Verfasst am 12. Juli 2007 in Lachend Abnehmen, Allgemein von Redaktion

Motivation ist alles, gerade beim Abnehmen. Nach 20 Kilogramm weiß man das aus eigener Erfahrung und schmerzlichen Motivationstiefs. Darum hat meine Frau nun auch eine humorvoll putzige Art gefunden, uns weiter zu motivieren. Als echte Teddybärenfans konnte eigentlich nur ein knuddeliger Petz über unsere Gänge zum Kühlschrank wachen.

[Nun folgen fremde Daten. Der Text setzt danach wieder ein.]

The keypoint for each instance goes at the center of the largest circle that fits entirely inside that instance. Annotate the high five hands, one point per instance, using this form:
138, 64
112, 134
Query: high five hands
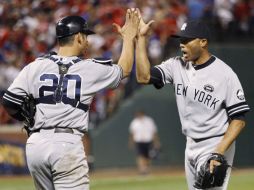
130, 28
134, 25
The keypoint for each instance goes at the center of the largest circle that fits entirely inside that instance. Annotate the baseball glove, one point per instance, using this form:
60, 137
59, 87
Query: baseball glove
205, 179
28, 108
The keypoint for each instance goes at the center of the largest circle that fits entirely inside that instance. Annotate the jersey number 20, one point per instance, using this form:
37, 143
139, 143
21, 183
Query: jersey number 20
64, 85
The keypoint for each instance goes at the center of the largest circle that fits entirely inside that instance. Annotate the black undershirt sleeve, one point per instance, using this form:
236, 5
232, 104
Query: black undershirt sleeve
240, 116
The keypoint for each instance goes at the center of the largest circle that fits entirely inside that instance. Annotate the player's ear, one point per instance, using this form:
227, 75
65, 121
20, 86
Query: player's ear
203, 42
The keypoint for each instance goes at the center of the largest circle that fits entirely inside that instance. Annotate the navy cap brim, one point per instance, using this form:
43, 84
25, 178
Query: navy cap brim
88, 32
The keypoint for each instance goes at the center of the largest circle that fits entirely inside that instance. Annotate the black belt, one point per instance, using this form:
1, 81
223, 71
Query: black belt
57, 130
203, 139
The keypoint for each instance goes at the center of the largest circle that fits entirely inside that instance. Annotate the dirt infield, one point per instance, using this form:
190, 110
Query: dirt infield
121, 172
130, 172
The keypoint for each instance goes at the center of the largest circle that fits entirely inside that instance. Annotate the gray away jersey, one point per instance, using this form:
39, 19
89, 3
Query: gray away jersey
207, 95
79, 85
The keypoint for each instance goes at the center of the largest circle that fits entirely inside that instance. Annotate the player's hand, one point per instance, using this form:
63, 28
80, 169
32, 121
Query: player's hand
130, 27
144, 28
213, 163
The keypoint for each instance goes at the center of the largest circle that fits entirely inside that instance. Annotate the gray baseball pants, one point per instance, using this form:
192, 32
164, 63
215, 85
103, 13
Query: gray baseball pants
57, 161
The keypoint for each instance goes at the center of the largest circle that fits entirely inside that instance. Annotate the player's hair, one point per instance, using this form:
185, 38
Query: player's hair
66, 41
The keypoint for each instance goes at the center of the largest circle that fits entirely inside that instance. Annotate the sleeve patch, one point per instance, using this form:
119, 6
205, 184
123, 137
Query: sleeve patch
237, 109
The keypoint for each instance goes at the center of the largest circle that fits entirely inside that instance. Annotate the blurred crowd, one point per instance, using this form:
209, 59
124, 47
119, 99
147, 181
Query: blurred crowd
27, 30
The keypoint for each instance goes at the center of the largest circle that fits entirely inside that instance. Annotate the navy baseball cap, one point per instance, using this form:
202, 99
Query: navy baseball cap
193, 29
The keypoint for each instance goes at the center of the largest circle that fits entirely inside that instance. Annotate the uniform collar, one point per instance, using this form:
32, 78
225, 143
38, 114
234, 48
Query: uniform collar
210, 61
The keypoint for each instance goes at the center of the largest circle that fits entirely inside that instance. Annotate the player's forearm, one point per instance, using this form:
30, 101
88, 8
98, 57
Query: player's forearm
230, 136
142, 62
127, 56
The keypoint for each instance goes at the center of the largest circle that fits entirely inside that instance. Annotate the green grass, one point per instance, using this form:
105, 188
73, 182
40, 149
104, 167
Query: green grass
239, 180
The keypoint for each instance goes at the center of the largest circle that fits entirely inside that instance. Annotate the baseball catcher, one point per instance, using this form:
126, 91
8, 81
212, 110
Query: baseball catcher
206, 179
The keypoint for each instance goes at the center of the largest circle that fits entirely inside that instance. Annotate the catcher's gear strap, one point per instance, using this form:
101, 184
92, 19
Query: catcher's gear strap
204, 179
12, 103
103, 61
58, 97
50, 100
156, 78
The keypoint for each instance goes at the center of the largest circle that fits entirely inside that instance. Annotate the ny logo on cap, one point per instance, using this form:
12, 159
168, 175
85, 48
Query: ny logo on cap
184, 26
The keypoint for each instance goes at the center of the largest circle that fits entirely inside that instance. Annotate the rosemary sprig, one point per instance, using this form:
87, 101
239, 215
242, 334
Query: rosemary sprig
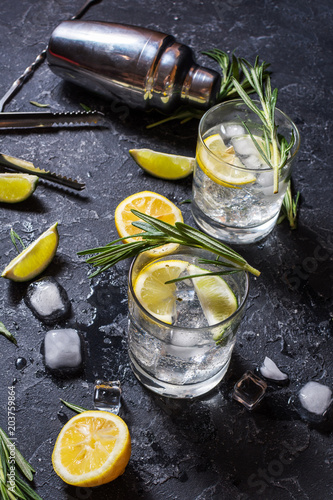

Mitten auf der Kühlschranktüre prangt nun ein kleiner Braunbär, der gerade im Begriff ist, sich genüsslich einen dicken Burger zwischen die Rippen zu schieben. Das an sich könnte auch demotivierend wirken (wann hatte ich eigentlich meinen letzten Burger???) doch die kleine Bärenplautze in Verbindung mit dem Spruch “Wie man sich füttert so wiegt man”, holt einen schnell auf den Boden der Tatsachen beziehungsweise der Küche zurück.

Die Postkarten mit den kleinen Bären stammen von www.tazino.de und es gibt noch jede Menge davon, mit passenden Sprüchen zu jedem Thema. Geschaffen werden die kleinen Bären von der Bremer Künstlerin Brigitte Döhren, die die putzigen Gesellen aus Fimo modelliert und selbst bemalt.